E-2 levels do not "rebound" and EXCEED (or overshoot) pretreatment baseline levels upon the discontinuation of either SERM's or AI''s. Moreover since there's no evidence to support the assertion, I suspect it's bro dogma propagated through AAS forums.

 

[foreveryoung]

E-2 levels do not "rebound" and EXCEED (or overshoot) pretreatment baseline levels upon the discontinuation of either SERM's or AI''s. Moreover since there's no evidence to support the assertion, I suspect it's bro dogma propagated through AAS forums.

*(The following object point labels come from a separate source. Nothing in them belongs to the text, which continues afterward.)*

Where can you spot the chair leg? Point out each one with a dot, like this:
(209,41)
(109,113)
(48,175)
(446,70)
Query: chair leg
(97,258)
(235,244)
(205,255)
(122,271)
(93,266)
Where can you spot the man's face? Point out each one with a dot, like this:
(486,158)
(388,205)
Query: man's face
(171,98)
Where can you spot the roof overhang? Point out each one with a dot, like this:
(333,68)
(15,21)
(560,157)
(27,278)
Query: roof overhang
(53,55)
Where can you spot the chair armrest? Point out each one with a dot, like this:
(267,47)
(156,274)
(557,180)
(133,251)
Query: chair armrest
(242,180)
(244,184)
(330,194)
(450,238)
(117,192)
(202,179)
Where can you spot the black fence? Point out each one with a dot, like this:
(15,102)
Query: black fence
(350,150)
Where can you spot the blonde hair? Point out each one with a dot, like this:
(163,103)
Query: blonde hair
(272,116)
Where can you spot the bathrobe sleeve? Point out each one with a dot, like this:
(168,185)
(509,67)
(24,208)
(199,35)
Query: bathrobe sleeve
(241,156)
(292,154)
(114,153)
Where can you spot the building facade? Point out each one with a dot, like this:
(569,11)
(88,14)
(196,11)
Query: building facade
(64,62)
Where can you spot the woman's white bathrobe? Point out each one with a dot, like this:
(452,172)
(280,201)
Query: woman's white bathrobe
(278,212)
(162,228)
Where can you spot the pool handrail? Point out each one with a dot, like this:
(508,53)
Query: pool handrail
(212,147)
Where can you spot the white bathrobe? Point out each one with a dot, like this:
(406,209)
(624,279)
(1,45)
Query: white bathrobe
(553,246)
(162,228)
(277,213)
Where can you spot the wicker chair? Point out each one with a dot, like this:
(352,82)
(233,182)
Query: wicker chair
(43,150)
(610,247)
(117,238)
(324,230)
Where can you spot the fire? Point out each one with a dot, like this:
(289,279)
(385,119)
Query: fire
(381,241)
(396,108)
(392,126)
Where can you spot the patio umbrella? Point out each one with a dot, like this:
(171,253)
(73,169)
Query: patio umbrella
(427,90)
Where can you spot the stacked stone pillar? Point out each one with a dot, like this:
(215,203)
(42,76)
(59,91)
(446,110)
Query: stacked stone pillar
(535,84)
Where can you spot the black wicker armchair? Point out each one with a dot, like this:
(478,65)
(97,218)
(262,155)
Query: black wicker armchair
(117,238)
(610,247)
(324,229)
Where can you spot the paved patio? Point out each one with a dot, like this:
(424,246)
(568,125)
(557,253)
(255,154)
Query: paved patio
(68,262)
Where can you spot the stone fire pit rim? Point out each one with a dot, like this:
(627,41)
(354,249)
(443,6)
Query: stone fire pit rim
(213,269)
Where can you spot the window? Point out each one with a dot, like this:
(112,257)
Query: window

I wonder about this... I believe the school of thought is that the body is trying to reach a level of estrogen in the system so that aromatase production is ramped up in the presence of an AI so that when the AI is discontinued the higher aromatase levels then cause a rebound effect

 

[Dr JIM]

FY
Your assumption is on spot because this is exactly what happens biochemically in classic "rebound". Because the "system" has been suppressed for a given period of time, accumulation of substrate, enzyme or cofactors may occur. Consequently, once the suppressive substance is removed the "system" increases it production ABOVE baseline exhausting those compounds amassed until a equilibrium is reached whereupon it returns to prior levels.
However neither of these occur with AI's or SERM's probably because testosterone may be metabolized into DHT, E-2 or enter the cell unchanged. In other words substrate does not accumulate because two other courses are available if aromatase is blocked (testosterone or DHT) Moreover the DHT AND E-2 are relatively minor metabolic pathways accounting for a combined 20% of testosterone end product metabolism, the remainder enters the cell as testosterone.

 

[Dr JIM]

For clarification, there are circumstances where the withdrawal of either AI's or SERM's result in an absolute increase in E-2 levels yet the tT;E-2 RATIO remains unchanged.
For instance after the effective treatment of hypogonadism E-2 levels may raise above baseline AND remain at that level. Such as a patient whom starts hypogonadal therapy using either an AI or a SERM with an initial tT and E-2 level of 207 ng/dl and 24 pg/ml respectively (one of my patients). After effective treatment the drug is removed once the tT level improves to 413ng/dl and an E-2 of 42 pg/ml. Indeed E-2 levels have increased above baseline but on a pro rata basis with tT. However FURTHER increases of E-2 are not observed as a CONSEQUENCE of discontinuing either the AI or SERM therapy.
A related situation may occur with cycling, for example cycling T-prop while using an AI simultaneously can reduce the E-2 level and INCREASE the tT;E-2 ratio remarkably. However once the cycle or AI are stopped obviously E-2 will increase since aromatase is no longer being blocked. Moreover if appropriate PCT is not instituted, AI discontinuation may appear responsible for a further elevation of E-2 when the culprit is actually the adrenal glands, since LH has a limited influence on it's estrogen production.
Best

 

[Michael Scally MD]

I wonder about this... I believe the school of thought is that the body is trying to reach a level of estrogen in the system so that aromatase production is ramped up in the presence of an AI so that when the AI is discontinued the higher aromatase levels then cause a rebound effect

In a word, hogwash. Can you direct me to any evidence that aromatase levels are dependent upon estrogen? Just how is this mechanism supposed to occur? Further, the "school of thought" as you state is a bit out there (trying to say it nicely).

 

[foreveryoung]

In a word, hogwash. Can you direct me to any evidence that aromatase levels are dependent upon estrogen? Just how is this mechanism supposed to occur? Further, the "school of thought" as you state is a bit out there (trying to say it nicely).

ok, thanks Dr S and Dr J

 

[Dr JIM]

Excellent point Dr S. since aromatase levels are "genetically" pre--determined.